DON'T COUNT on police officers anywhere in America to protect you against criminals -- the police are never there when you need them. That's today's loaded message from the trigger-happy leadership of the National Rifle (and Handy Handgun) Association. In a new series of madly twisted, full-page advertisements in newspapers around the country, the NRA fires off a barrage of spooky/weird questions that it answers every time with a not-too-subtle call to arms: the best way to handle criminals, according to the handgun-runners, is to pack a trusty equalizer and blast away. And don't let anybody try to stop you, either. Here, right from the NRA's hip, are some samples of the group's deadly invitation to anarchy:
Above an appropriately creepy close-up of a man's stocking-covered face is this question: "Should you shoot a rapist before he cuts your throat?" Quite aside from whether this assumes that a rape has already taken place, the answer for today's smart shopper is a loaded gun, tucked somewhere, somehow, ready to fire.
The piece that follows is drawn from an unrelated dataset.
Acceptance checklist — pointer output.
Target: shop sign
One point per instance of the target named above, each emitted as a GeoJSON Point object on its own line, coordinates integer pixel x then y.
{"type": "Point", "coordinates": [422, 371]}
After all, the NRA ad notes, "The U.S. Department of Justice found that only 3 percent of rape attempts are completed against armed victims." When you think about it, that's probably the way it tends to go.
"How much red tape is too much red tape when he threatens to kill you?" All right, time's up: "Any red tape is too much. Why should a threatened human being be forced to 'wait' weeks or months before she can acquire a firearm for legal defense?" Again, when you think about it, it's times like these that call for one-stop, quick-sale shopping, so the attacker doesn't have to cool his heels for too long.
Here's a toughie: "If you're attacked on your porch, do you want your neighbors to be opposed to gun ownership or members of the NRA?" Crime, says the NRA, "strikes without regard for your personal beliefs about firearms ownership." Besides, as yet another NRA ad notes, you can't rely on help from police: "Why can't a policeman be there when you need him? . . . If police can't protect you, who will?"
It's little wonder that more and more police organizations have risen in opposition to the NRA's arms-for-anybody, no-waiting-necessary campaign. It's a killer -- and law enforcement authorities and their families know all too well who gets killed when guns are in anybody's hands.